How she got started in bridal:
“I first started designing one-off bridal gowns for my artist friends in London who wanted something more bespoke and unusual. It was a perfect balance to my other job at the time as a psychotherapist!”
On the Samuelle Couture bride:
“Most of my brides work in fashion or a creative industry, are aware of the mass market, but are looking for and appreciate a gown that’s handcrafted and not mass-produced. They want a very personal and creative collaborative process with a designer.
“Most of my brides have a very unique vision for their wedding day, and want a gown that reflects their individuality.”
Why she loves designing bridal:
“Bridal allows me to focus on ‘slow’ fashion—to invest time and quality in a one-off garment that is equally loved by its owner as it is by its maker. Designing bridal offers me a platform to relish in my passion for beautiful materials and couture processes. My background was originally in textiles—construction and manipulation—so I am always trying to take a material and do something unique with it and present it in a new way. I dye, paint, print, appliqué, and layer techniques to create something new.”
Her thought process when designing a collection for Bridal Week:
“I think about my previous brides and what they have brought to the table. I think about how they want to feel and radiate on their wedding day. I feel that my designs are timeless, so for me it’s about creating more options that can be customized to be unique for each bride rather than dictating trends.”
On the trends that she loves, and those she hates:
On what brides today are looking for:
“Brides are inspired more by celebrity weddings or fashion trends, such as the boho trend, or Kim Kardashian’s figure-hugging gown—hence inspiring the trend for extremely fitted sexy wedding dresses. I think brides used to be a bit more demure.”
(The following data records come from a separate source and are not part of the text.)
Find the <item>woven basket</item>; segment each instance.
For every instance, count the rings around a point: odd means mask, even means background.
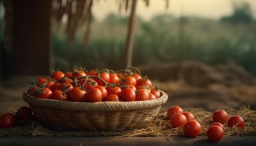
[[[130,129],[148,123],[157,116],[168,95],[155,100],[98,102],[39,99],[23,93],[32,111],[46,123],[64,130],[89,131]]]

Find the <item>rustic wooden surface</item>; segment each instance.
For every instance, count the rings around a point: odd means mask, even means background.
[[[216,142],[206,136],[161,137],[34,137],[16,135],[0,137],[0,145],[11,146],[255,146],[256,136],[224,138]]]

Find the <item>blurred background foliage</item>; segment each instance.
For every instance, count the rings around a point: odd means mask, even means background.
[[[218,20],[164,15],[144,22],[137,17],[133,65],[195,60],[234,63],[256,74],[256,22],[249,4],[233,4],[233,14]],[[93,19],[85,46],[82,43],[85,28],[77,30],[75,41],[70,44],[66,41],[65,24],[53,27],[55,66],[123,69],[128,20],[113,13],[101,22]]]

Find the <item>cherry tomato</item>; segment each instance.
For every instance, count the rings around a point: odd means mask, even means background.
[[[138,80],[141,78],[141,77],[139,74],[138,73],[134,73],[132,74],[132,76],[135,78],[135,80],[136,80],[136,82]]]
[[[15,114],[17,121],[30,120],[32,119],[32,113],[31,109],[27,106],[20,108]]]
[[[67,96],[62,91],[59,90],[55,90],[52,93],[50,99],[52,100],[65,101],[67,99]]]
[[[201,131],[200,124],[194,120],[187,122],[183,126],[183,132],[188,137],[195,137],[201,133]]]
[[[220,123],[223,124],[227,121],[229,116],[226,111],[220,109],[213,112],[212,118],[213,122]]]
[[[10,128],[13,126],[15,121],[12,115],[14,117],[12,113],[6,113],[0,116],[0,128]]]
[[[108,92],[108,95],[110,94],[116,94],[118,96],[121,96],[122,94],[122,89],[118,86],[114,87],[108,86],[106,88]]]
[[[120,81],[120,78],[115,73],[110,73],[109,74],[109,82],[110,84],[117,84]]]
[[[177,106],[173,106],[170,107],[167,111],[167,117],[170,119],[173,115],[175,113],[182,113],[183,112],[182,109]]]
[[[59,80],[61,79],[65,76],[65,73],[61,71],[58,71],[52,74],[50,77],[52,79],[54,80],[55,81],[58,81]]]
[[[71,83],[65,82],[57,87],[56,89],[62,91],[68,96],[73,88],[74,86]]]
[[[149,100],[149,95],[147,91],[144,89],[137,90],[135,92],[135,101],[147,100]]]
[[[107,96],[105,99],[105,101],[111,101],[111,102],[121,102],[121,98],[120,96],[118,96],[116,94],[110,94]]]
[[[78,87],[74,87],[70,94],[69,99],[73,102],[85,102],[87,92]]]
[[[213,125],[208,128],[207,135],[210,140],[217,142],[223,138],[224,136],[224,131],[219,126]]]
[[[36,86],[32,86],[27,90],[27,93],[31,96],[36,97],[36,92],[40,88]]]
[[[85,76],[86,76],[86,74],[82,70],[75,71],[72,73],[72,77],[73,78],[79,78]]]
[[[156,89],[154,88],[150,90],[150,93],[154,94],[157,98],[158,98],[161,97],[160,91],[159,89]]]
[[[136,89],[137,90],[138,90],[138,89],[143,89],[143,90],[145,90],[146,91],[147,91],[147,92],[148,92],[148,94],[149,93],[151,93],[151,91],[150,91],[150,89],[149,88],[149,87],[146,86],[139,86],[138,87],[137,87],[137,88],[136,88]]]
[[[157,99],[157,97],[155,97],[155,96],[152,93],[148,94],[148,95],[149,96],[149,100],[154,100]]]
[[[54,83],[50,87],[49,87],[52,91],[53,92],[54,90],[57,89],[59,86],[60,86],[61,84],[61,83],[59,83],[58,82],[56,82]]]
[[[227,121],[227,126],[231,127],[235,126],[237,127],[243,127],[245,126],[245,121],[239,115],[235,115],[230,117]]]
[[[104,87],[102,86],[98,85],[94,88],[98,88],[101,90],[101,94],[102,94],[102,99],[104,99],[107,97],[108,91],[107,91],[107,89]]]
[[[98,73],[96,74],[96,75],[99,75]],[[109,75],[108,74],[108,73],[106,72],[103,73],[99,73],[99,77],[107,83],[108,83],[110,81]],[[94,78],[93,79],[97,82],[97,83],[98,83],[98,85],[102,86],[106,85],[106,84],[104,82],[102,82],[101,80],[97,78]]]
[[[41,99],[49,99],[52,95],[52,91],[48,88],[40,89],[36,95],[36,97]]]
[[[150,88],[152,88],[152,83],[151,81],[148,78],[147,76],[143,76],[141,79],[137,81],[137,86],[144,85],[148,86]]]
[[[188,121],[195,120],[194,115],[189,111],[184,111],[181,113],[184,115],[186,116],[186,120]]]
[[[49,81],[47,81],[45,83],[45,87],[49,88],[52,85],[54,84],[55,82],[52,80],[50,80]]]
[[[47,82],[47,80],[45,78],[40,77],[37,79],[36,84],[40,86],[42,84],[44,84],[46,82]]]
[[[223,130],[223,131],[224,131],[224,126],[223,126],[223,125],[222,124],[220,123],[219,123],[219,122],[214,122],[212,123],[212,124],[211,124],[211,125],[210,125],[210,126],[209,126],[209,127],[213,125],[216,125],[216,126],[219,126],[220,127],[221,127],[221,128]]]
[[[131,102],[135,100],[136,94],[131,88],[126,88],[122,91],[121,98],[125,102]]]
[[[99,102],[102,100],[102,94],[101,90],[94,88],[87,94],[87,101],[89,102]]]

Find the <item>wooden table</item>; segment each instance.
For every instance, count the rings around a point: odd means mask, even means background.
[[[159,137],[0,137],[0,145],[9,146],[255,146],[256,135],[224,138],[212,142],[206,136],[194,138],[184,136]]]

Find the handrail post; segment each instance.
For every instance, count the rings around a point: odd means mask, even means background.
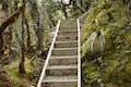
[[[81,33],[80,20],[78,18],[78,87],[81,87]]]
[[[44,64],[44,67],[43,67],[43,71],[41,71],[40,78],[39,78],[39,80],[38,80],[37,87],[41,87],[43,79],[44,79],[44,77],[46,76],[46,69],[47,69],[47,66],[48,66],[48,62],[49,62],[49,59],[50,59],[50,57],[51,57],[51,51],[52,51],[52,49],[53,49],[55,41],[56,41],[56,38],[57,38],[57,36],[58,36],[59,28],[60,28],[60,21],[58,22],[57,29],[56,29],[56,33],[55,33],[55,36],[53,36],[51,46],[50,46],[50,48],[49,48],[48,55],[47,55],[47,59],[46,59],[46,61],[45,61],[45,64]]]

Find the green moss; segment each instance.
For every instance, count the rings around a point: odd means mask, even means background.
[[[119,85],[130,87],[131,30],[127,29],[128,25],[127,5],[120,0],[99,0],[95,7],[88,10],[82,33],[83,59],[91,58],[88,57],[91,47],[88,39],[94,32],[98,33],[100,29],[105,33],[105,52],[104,54],[92,54],[92,61],[87,61],[84,69],[84,80],[88,83],[88,77],[91,80],[100,77],[104,87],[119,87]],[[95,42],[97,44],[97,40]],[[104,58],[100,64],[104,64],[105,73],[98,70],[103,65],[98,65],[96,62],[88,65],[99,57]],[[92,76],[94,74],[96,77]]]

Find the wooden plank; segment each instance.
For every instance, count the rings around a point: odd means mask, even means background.
[[[52,52],[52,49],[53,49],[53,46],[55,46],[55,42],[56,42],[56,38],[58,36],[59,28],[60,28],[60,21],[58,22],[56,34],[53,36],[53,39],[52,39],[52,42],[51,42],[51,46],[50,46],[50,49],[49,49],[45,65],[43,67],[43,71],[41,71],[40,78],[38,80],[37,87],[41,87],[41,83],[43,83],[43,79],[44,79],[44,77],[46,75],[46,69],[48,66],[49,59],[51,58],[51,52]]]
On her custom design process:
“All of my dresses are custom made, so they have the possibility of being completely unique in terms of color, materials, detailing, etc. I meet with the bride and she tries on styles from my collections and decides on one. [Then] I take her measurements, create a pattern, then a toile. At the fitting, we look at fabrics and discuss the possibilities for the actual gown, then we move to fabric and creating her gown. There might be more fittings during this time to look closer at detailing such as lace appliqué, beading, etc. When the gown is finished and the bride has found her shoes, we cut the length and do any final tweaks.”
On the experience between her and the bride:
“I think for both of us, we embark on a journey together. It’s very personal, where the bride is in my thoughts a lot and we are communicating closely on how the dress is developing. She sends me her inspirations and I send her mine.”
Where she gets her inspiration:
“Working with brides directly is an inspiration, as well as the fabrics and embellishments available, and the opportunity to invest so much attention into one garment.”